II. Relative impact on well-established luxury goods
companies
The luxury sector however suffered less from the crisis than
others and its margins, even if decreasing, remained very high: those of
Richemont and LVMH reached around 18% in 2010 against 21% in 2007, explained
the Japanese consulting firm Nomura. Furthermore, the crisis did not affect all
countries and all products in the same way. Certain market segments were hit
more violently and for instance, watch-making had harder times than leather
goods.
To demonstrate that the effects of the crisis have not always
been as considerable as believed, we will analyze its consequences on big
brands in the sector and then study this relative drop from the consumers
perspective.
1. Luxury armed against the crisis
2008 and 2009 marked a break as luxury also entered a
difficult period. But there was no need to panic, anyway, not as much as in the
motor car or real-estate sector. It is high end products (sports cars, haute
couture, fine wines) that might be expected to take the hardest and most
immediate hit. But many people in luxury goods are confident that the highest
echelons of wealth will always have disposable cash for type of products. Chief
vintner at Champagne house Moët & Chandon, B. Gouez, said: `We are
more than two centuries old and crisis and wars and problems, we have known
them all in the past and we are still here'. Brands with strong tradition and
worldwide fame will always do better than other more modest brands that will
stay in difficulty.
Undoubtedly, some signals of crisis appeared in the luxury sector
in the course of 2008 but overall if the world was taken as a complete market
place, the situation was still
good for the sector. Even as Wall Street imploded, LVMH bought
Dutch mega-yacht builder Royal van Lent in 2008 and Giorgio Armani was going
ahead with a fashion hotel in Milan.
Big luxury groups made huge efforts in order to control their
distribution network mainly through integrated, self-owned stores. This is a
considerable advantage. By means of this network, companies receive a bigger
part of the margin and they also gain fame compared with brands distributing
their products via independent distributors. This is a major asset in times of
crisis. As an example, Yves Saint Laurent carried out a complete distribution
reorganization by acquiring stores they are the only owner today.

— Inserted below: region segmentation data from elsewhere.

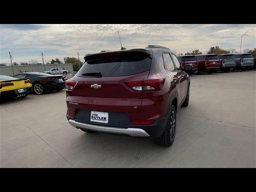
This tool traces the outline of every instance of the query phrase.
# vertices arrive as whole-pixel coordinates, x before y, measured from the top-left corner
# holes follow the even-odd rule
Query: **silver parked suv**
[[[254,58],[251,53],[235,53],[236,69],[245,71],[252,70],[254,64]]]

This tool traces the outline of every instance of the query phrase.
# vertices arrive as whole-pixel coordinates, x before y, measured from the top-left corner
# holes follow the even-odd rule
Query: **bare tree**
[[[37,62],[38,62],[36,60],[34,60],[33,59],[31,59],[28,62],[30,65],[36,65],[37,64]]]

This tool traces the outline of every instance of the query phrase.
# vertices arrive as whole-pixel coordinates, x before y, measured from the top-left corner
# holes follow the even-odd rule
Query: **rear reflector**
[[[25,81],[24,81],[24,83],[31,83],[31,82],[30,82],[30,81],[29,80],[25,80]]]
[[[14,84],[12,83],[3,83],[0,84],[0,89],[3,87],[7,87],[7,86],[12,86]]]
[[[151,125],[154,122],[154,121],[132,121],[134,125]]]
[[[128,81],[125,83],[134,91],[158,91],[162,88],[165,81],[164,77],[159,76]]]
[[[75,114],[74,113],[70,113],[70,112],[67,112],[67,114],[68,116],[70,116],[70,117],[72,117],[73,118],[74,117],[75,117]]]
[[[65,82],[66,87],[68,90],[72,90],[74,88],[74,87],[76,85],[76,82],[70,79],[66,80]]]

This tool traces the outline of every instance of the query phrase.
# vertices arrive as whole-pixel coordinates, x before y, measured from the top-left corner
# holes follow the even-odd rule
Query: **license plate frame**
[[[90,120],[92,122],[108,124],[108,113],[91,111]]]

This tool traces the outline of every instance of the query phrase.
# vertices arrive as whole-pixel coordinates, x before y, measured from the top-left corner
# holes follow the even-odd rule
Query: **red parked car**
[[[186,64],[192,65],[193,66],[193,73],[197,74],[198,72],[198,62],[197,58],[195,55],[185,55],[184,56],[178,56],[177,57],[181,62],[181,66],[183,69],[185,68],[185,66]]]
[[[216,72],[220,69],[220,59],[217,54],[197,55],[196,56],[198,61],[198,72],[209,74]]]
[[[192,66],[183,69],[166,48],[87,54],[66,80],[67,118],[72,126],[94,132],[150,136],[170,146],[176,114],[189,101]]]

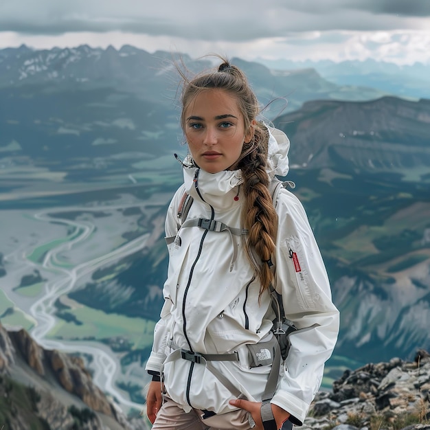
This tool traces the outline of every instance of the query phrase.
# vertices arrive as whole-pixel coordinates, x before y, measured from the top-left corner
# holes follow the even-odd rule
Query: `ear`
[[[256,126],[256,124],[257,124],[257,122],[255,120],[253,120],[251,122],[251,124],[249,124],[249,127],[248,128],[248,131],[245,133],[245,139],[243,139],[243,142],[246,143],[249,143],[254,138],[254,131],[255,131],[254,127]]]

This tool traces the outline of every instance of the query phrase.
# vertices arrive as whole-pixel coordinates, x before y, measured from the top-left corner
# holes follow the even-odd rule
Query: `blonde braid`
[[[253,139],[244,145],[245,156],[238,166],[242,170],[245,199],[242,222],[249,231],[246,250],[260,277],[261,295],[273,280],[268,263],[275,251],[278,215],[269,192],[269,178],[266,171],[269,132],[264,125],[257,124],[254,128]],[[251,250],[261,260],[261,264],[256,261]]]

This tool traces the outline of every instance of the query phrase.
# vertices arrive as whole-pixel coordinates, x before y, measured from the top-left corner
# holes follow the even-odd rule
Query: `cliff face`
[[[0,423],[8,429],[111,430],[133,427],[96,387],[81,359],[38,345],[0,324]]]

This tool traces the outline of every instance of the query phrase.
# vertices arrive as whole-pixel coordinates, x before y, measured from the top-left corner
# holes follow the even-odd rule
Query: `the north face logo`
[[[260,352],[256,353],[257,360],[258,361],[262,361],[263,360],[270,360],[271,358],[271,355],[270,354],[270,351],[266,348],[261,348],[260,350]]]

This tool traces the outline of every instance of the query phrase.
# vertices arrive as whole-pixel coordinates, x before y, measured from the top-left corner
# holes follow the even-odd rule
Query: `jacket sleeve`
[[[282,190],[275,253],[275,288],[286,318],[298,328],[271,403],[302,425],[322,381],[324,363],[339,332],[339,311],[332,302],[326,268],[302,203]]]
[[[183,185],[177,191],[169,205],[165,223],[166,238],[174,236],[177,233],[177,214],[181,197],[184,192],[183,190]],[[166,297],[166,295],[164,297]],[[166,347],[168,335],[168,325],[171,316],[170,310],[172,306],[172,302],[165,299],[160,313],[160,319],[155,324],[155,328],[154,328],[152,348],[145,366],[145,370],[152,374],[159,374],[161,365],[166,358]]]

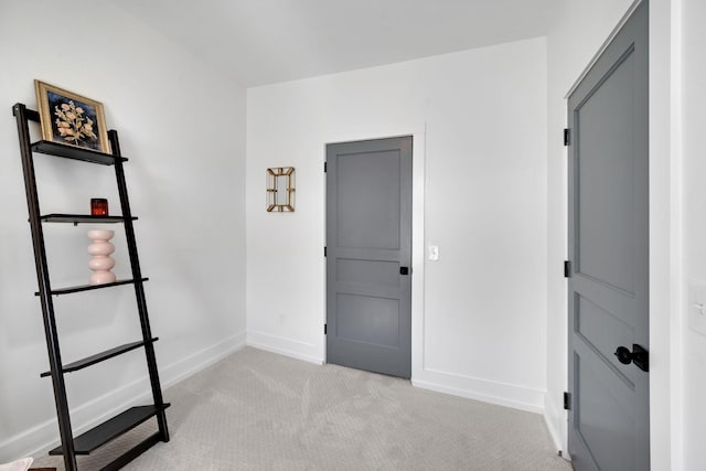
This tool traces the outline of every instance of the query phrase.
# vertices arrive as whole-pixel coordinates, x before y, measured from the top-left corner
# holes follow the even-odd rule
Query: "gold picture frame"
[[[295,212],[295,168],[267,169],[267,212]]]
[[[34,90],[42,139],[111,153],[101,103],[36,79]]]

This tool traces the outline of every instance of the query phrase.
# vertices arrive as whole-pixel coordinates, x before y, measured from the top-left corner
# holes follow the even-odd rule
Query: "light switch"
[[[706,335],[706,283],[688,283],[688,327],[694,332]]]

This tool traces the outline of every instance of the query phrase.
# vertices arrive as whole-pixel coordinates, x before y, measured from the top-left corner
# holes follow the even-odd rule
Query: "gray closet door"
[[[648,73],[645,1],[568,100],[577,471],[650,469]]]
[[[327,147],[327,361],[411,374],[411,137]]]

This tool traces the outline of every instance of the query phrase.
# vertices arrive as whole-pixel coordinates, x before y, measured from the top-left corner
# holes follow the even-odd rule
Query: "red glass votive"
[[[92,216],[107,216],[108,215],[108,200],[105,197],[92,197],[90,199],[90,215]]]

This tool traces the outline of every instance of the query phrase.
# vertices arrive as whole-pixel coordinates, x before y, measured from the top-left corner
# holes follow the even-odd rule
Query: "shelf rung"
[[[130,217],[137,221],[137,217]],[[88,214],[45,214],[40,216],[44,223],[72,223],[72,224],[117,224],[125,222],[122,216],[90,216]]]
[[[153,338],[152,342],[157,342],[159,338]],[[124,353],[128,353],[132,350],[139,349],[145,345],[145,341],[126,343],[125,345],[116,346],[115,349],[106,350],[105,352],[96,353],[95,355],[87,356],[77,362],[69,363],[67,365],[62,366],[62,373],[73,373],[78,370],[86,368],[88,366],[95,365],[96,363],[105,362],[106,360],[110,360],[115,356],[121,355]],[[52,372],[44,372],[40,376],[46,377],[51,376]]]
[[[109,153],[99,152],[97,150],[45,140],[32,143],[32,150],[39,153],[63,157],[65,159],[82,160],[90,163],[99,163],[101,165],[113,165],[116,160],[120,160],[122,162],[128,160],[125,157],[113,157]]]
[[[164,404],[164,408],[168,408],[170,404]],[[154,417],[158,413],[159,407],[153,405],[131,407],[122,414],[115,416],[99,426],[92,428],[87,432],[74,438],[74,450],[76,454],[89,454],[100,446],[118,438],[127,431],[132,430],[149,418]],[[49,453],[63,454],[63,449],[60,446]]]
[[[140,281],[148,281],[149,278],[140,278]],[[108,283],[103,283],[103,285],[81,285],[81,286],[72,286],[68,288],[61,288],[61,289],[53,289],[52,290],[52,295],[69,295],[72,292],[79,292],[79,291],[90,291],[94,289],[101,289],[101,288],[110,288],[114,286],[120,286],[120,285],[130,285],[133,283],[135,280],[133,279],[129,279],[129,280],[117,280],[115,282],[108,282]],[[34,292],[34,296],[40,296],[39,291]]]

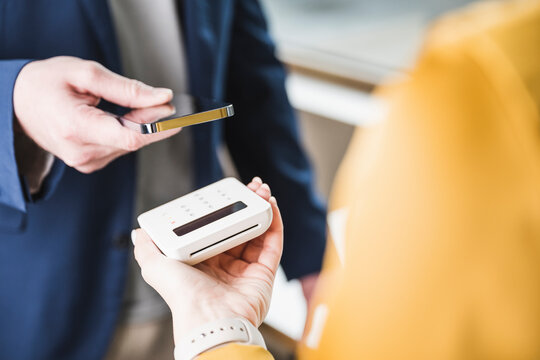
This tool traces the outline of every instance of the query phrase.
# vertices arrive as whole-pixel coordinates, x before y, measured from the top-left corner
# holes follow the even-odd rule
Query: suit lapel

In the same way, it is very profitable to own its own stores
in emerging countries. Due to their significant acquisition capacity compared
to little groups, only big luxury goods companies were able to enter these
markets. Today, about 30% of these companies' turnover comes from so-called
emerging regions.
2. Consumers need for luxury
According to the polling organization IPSOS, there was no
break in luxury goods consumption due to the crisis, the desire to buy luxury
products is still there. Despite the crisis, some 6,000 people expressed
interest in buying Ferrari's new California, which retails for around
€179,000 in Europe, even before Ferrari opened its book for orders. No
Lamborghini orders had been cancelled. The world has never before seen so many
people being able to afford so many luxury products. According to B. Gouez from
Moët & Chandon, `even if some people are hit by the crisis, there are
still more people drinking Champagne than 10 years ago'.
However, luxury goods customers ask for more authenticity and
historic know-how from now on. Quality or experience are the main reasons they
buy these products for. The crisis slightly altered luxury consumers'
behaviour: most people acknowledge buying products even if the price is very
high but today the crisis changed values consumers associate with luxury. High
quality raw materials, design, experience are more important
characteristics in the eyes of these `absolute consumers'.
People turn to luxury when times are hard and need or like to dream more.
Actually, luxury products are never more necessary as in though periods.